May 21, 2010
ATLANTA—Georgia State University College of Law Professor Mary Radford has spent much of the past decade helping to revise the state's Trust Code. But now she can close this chapter of work.
A Georgia bill introducing a revised Georgia Trust Code passed on the last day of the state legislative session late last month. Once signed by the governor, the new provisions will become law. The bill was co-sponsored by College of Law alumnus Sen. Bill Hamrick. Rep. Wendell Willard was instrumental in the bill's passage by the House of Representatives.
Two of the biggest changes include providing trustees with automatic and broader powers to deal with trust property and allowing people to create trusts for their pets.
"The beneficiaries of trusts are often children of deceased or incapacitated adults," Radford said. "Now people can set up trusts for their beloved four legged friends, knowing they will be well cared for when the pet owner dies or is otherwise unable to provide that care."

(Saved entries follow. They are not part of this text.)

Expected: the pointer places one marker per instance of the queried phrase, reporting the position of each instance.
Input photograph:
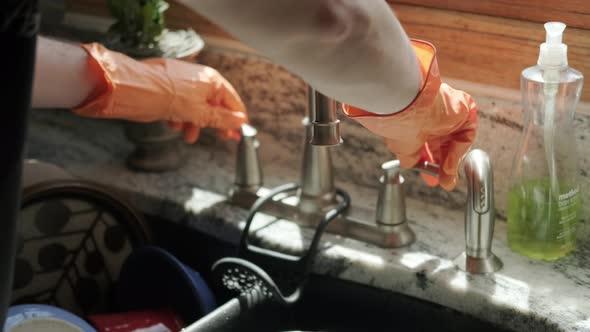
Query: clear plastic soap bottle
(544, 198)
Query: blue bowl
(25, 312)
(152, 278)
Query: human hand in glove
(188, 95)
(438, 126)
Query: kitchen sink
(329, 304)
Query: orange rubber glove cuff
(438, 126)
(128, 91)
(160, 89)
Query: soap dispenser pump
(544, 198)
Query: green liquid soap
(541, 225)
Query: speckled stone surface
(525, 296)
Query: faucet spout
(325, 126)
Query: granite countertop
(525, 295)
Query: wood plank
(487, 49)
(575, 13)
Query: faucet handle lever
(480, 216)
(248, 169)
(391, 206)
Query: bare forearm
(62, 77)
(355, 51)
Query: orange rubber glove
(438, 126)
(188, 95)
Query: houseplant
(140, 32)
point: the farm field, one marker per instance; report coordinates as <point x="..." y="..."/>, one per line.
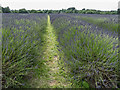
<point x="60" y="51"/>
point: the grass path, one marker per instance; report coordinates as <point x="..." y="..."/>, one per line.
<point x="55" y="76"/>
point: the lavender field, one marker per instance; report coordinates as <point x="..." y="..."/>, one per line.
<point x="87" y="45"/>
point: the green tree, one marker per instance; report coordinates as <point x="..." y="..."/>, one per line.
<point x="23" y="10"/>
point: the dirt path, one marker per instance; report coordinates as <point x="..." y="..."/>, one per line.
<point x="55" y="77"/>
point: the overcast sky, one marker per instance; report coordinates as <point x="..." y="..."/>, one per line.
<point x="61" y="4"/>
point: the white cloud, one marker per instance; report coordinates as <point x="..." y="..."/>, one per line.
<point x="59" y="4"/>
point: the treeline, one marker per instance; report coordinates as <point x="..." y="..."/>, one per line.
<point x="69" y="10"/>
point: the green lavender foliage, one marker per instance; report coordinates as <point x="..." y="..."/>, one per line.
<point x="21" y="40"/>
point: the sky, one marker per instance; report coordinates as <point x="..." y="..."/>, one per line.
<point x="61" y="4"/>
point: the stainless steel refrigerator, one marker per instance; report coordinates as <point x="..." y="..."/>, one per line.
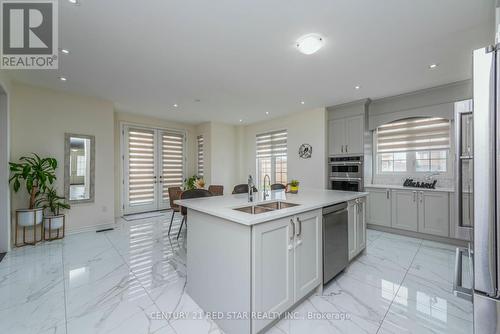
<point x="486" y="227"/>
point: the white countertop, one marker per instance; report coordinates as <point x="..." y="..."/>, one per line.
<point x="393" y="186"/>
<point x="308" y="199"/>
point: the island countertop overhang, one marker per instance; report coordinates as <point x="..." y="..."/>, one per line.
<point x="307" y="199"/>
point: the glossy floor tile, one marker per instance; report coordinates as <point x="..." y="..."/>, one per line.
<point x="133" y="280"/>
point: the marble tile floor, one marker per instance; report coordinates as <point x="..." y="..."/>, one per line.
<point x="118" y="281"/>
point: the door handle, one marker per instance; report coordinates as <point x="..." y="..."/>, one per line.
<point x="299" y="231"/>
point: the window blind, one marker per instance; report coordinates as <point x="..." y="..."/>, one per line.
<point x="272" y="144"/>
<point x="200" y="156"/>
<point x="141" y="170"/>
<point x="414" y="134"/>
<point x="172" y="152"/>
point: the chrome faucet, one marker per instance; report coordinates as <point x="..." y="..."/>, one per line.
<point x="250" y="188"/>
<point x="265" y="191"/>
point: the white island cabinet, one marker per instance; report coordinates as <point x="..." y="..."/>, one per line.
<point x="245" y="270"/>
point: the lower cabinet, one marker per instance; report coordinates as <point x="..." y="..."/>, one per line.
<point x="356" y="210"/>
<point x="412" y="210"/>
<point x="287" y="257"/>
<point x="404" y="210"/>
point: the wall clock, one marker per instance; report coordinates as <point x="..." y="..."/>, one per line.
<point x="305" y="151"/>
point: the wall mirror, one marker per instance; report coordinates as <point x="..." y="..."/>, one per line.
<point x="79" y="168"/>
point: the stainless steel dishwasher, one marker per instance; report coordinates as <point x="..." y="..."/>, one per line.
<point x="335" y="241"/>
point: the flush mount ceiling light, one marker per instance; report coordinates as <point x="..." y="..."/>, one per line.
<point x="310" y="43"/>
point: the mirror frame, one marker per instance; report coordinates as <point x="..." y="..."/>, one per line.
<point x="67" y="148"/>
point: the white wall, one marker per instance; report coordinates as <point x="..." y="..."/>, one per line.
<point x="122" y="117"/>
<point x="4" y="167"/>
<point x="39" y="119"/>
<point x="304" y="127"/>
<point x="224" y="162"/>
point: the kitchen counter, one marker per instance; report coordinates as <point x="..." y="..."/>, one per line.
<point x="307" y="199"/>
<point x="393" y="186"/>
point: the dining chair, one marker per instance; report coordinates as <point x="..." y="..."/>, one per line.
<point x="174" y="193"/>
<point x="242" y="189"/>
<point x="193" y="193"/>
<point x="216" y="190"/>
<point x="278" y="186"/>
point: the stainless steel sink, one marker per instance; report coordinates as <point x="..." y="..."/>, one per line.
<point x="265" y="207"/>
<point x="278" y="205"/>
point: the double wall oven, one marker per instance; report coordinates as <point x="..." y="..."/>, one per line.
<point x="346" y="173"/>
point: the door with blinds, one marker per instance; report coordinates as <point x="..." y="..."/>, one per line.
<point x="153" y="161"/>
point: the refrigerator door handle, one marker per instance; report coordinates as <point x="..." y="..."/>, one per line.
<point x="458" y="288"/>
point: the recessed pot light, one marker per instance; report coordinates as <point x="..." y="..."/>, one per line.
<point x="310" y="43"/>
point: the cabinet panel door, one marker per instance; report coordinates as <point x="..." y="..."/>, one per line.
<point x="272" y="275"/>
<point x="434" y="213"/>
<point x="352" y="228"/>
<point x="308" y="253"/>
<point x="405" y="210"/>
<point x="379" y="207"/>
<point x="361" y="225"/>
<point x="336" y="136"/>
<point x="355" y="132"/>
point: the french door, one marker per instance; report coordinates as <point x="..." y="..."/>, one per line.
<point x="153" y="161"/>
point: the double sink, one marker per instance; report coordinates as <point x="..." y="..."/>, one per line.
<point x="265" y="207"/>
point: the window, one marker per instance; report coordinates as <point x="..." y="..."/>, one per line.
<point x="200" y="156"/>
<point x="272" y="157"/>
<point x="413" y="145"/>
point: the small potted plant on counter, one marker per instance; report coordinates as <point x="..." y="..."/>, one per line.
<point x="194" y="182"/>
<point x="55" y="220"/>
<point x="294" y="186"/>
<point x="36" y="173"/>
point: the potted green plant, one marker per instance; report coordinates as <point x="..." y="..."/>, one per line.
<point x="194" y="182"/>
<point x="36" y="173"/>
<point x="294" y="186"/>
<point x="50" y="200"/>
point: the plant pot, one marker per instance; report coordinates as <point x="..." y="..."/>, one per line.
<point x="53" y="222"/>
<point x="29" y="217"/>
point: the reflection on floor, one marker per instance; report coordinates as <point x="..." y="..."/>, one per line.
<point x="118" y="281"/>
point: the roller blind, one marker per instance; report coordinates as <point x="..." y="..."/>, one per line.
<point x="200" y="156"/>
<point x="172" y="152"/>
<point x="141" y="147"/>
<point x="272" y="144"/>
<point x="414" y="134"/>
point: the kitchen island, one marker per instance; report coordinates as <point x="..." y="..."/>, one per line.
<point x="248" y="263"/>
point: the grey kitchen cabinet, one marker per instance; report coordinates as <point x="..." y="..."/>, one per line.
<point x="405" y="209"/>
<point x="356" y="212"/>
<point x="287" y="263"/>
<point x="379" y="206"/>
<point x="345" y="135"/>
<point x="433" y="213"/>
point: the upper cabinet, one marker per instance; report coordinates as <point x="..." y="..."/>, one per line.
<point x="345" y="135"/>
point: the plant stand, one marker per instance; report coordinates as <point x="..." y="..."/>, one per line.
<point x="28" y="218"/>
<point x="51" y="223"/>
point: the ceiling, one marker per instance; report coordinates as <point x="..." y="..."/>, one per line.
<point x="232" y="60"/>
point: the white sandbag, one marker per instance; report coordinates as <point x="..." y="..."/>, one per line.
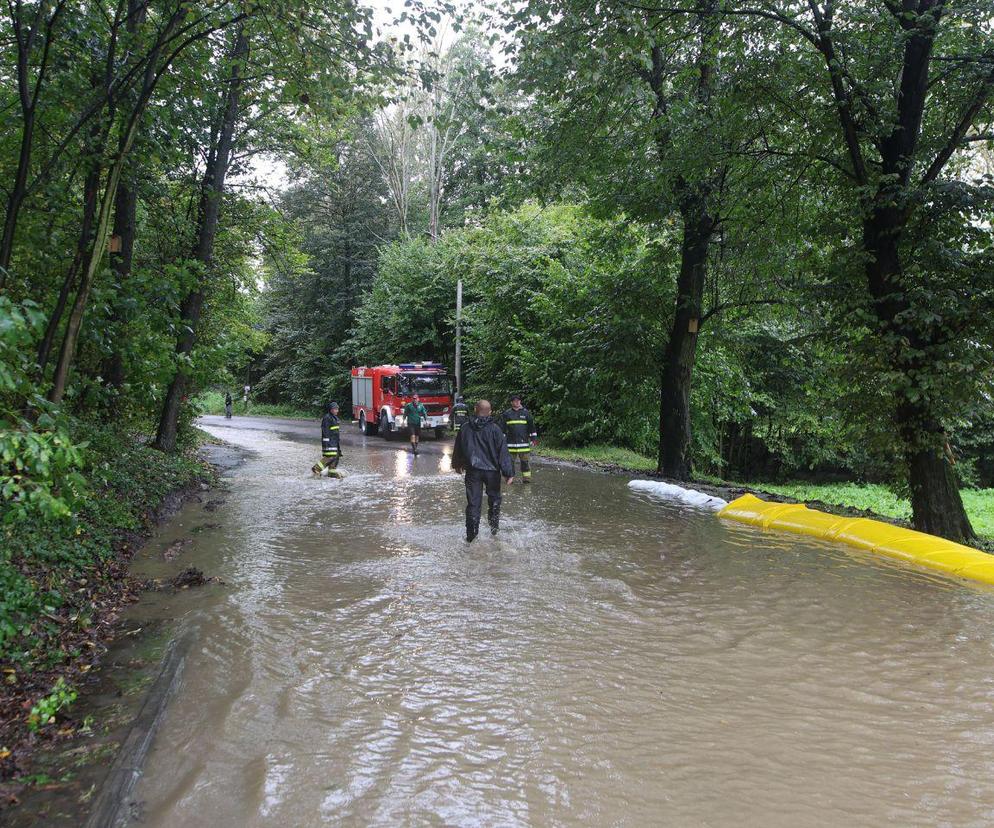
<point x="668" y="491"/>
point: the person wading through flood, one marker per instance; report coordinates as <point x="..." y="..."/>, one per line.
<point x="459" y="415"/>
<point x="519" y="428"/>
<point x="481" y="454"/>
<point x="415" y="413"/>
<point x="331" y="444"/>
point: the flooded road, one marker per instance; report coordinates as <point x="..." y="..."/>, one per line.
<point x="607" y="660"/>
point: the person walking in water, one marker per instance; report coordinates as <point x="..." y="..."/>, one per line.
<point x="415" y="412"/>
<point x="481" y="455"/>
<point x="331" y="444"/>
<point x="519" y="428"/>
<point x="459" y="415"/>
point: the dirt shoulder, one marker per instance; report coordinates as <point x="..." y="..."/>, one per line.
<point x="49" y="673"/>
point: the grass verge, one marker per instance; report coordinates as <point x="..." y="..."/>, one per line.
<point x="869" y="497"/>
<point x="599" y="455"/>
<point x="212" y="402"/>
<point x="63" y="583"/>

Many of the changes are "clarifications and technical changes important to the field of trust law," Radford added. With the enactment of this new code, she said, "Georgia will now have one of the most sophisticated and thorough set of trust laws in the United States."
As reporter for the Georgia Trust Code Revision Committee of the State Bar of Georgia–which was charged with revising the code–Radford began her work in July, 2003. In the years that followed, the committee examined each section of the Georgia Trust Act, which had been enacted in 1991 with the help of College of Law Professor Anne Emanuel.
The new bill was first introduced last year. After some minor legislative amendments and other tweaks to the bill, it passed on April 29 and now awaits the signature of Georgia Gov. Sonny Perdue.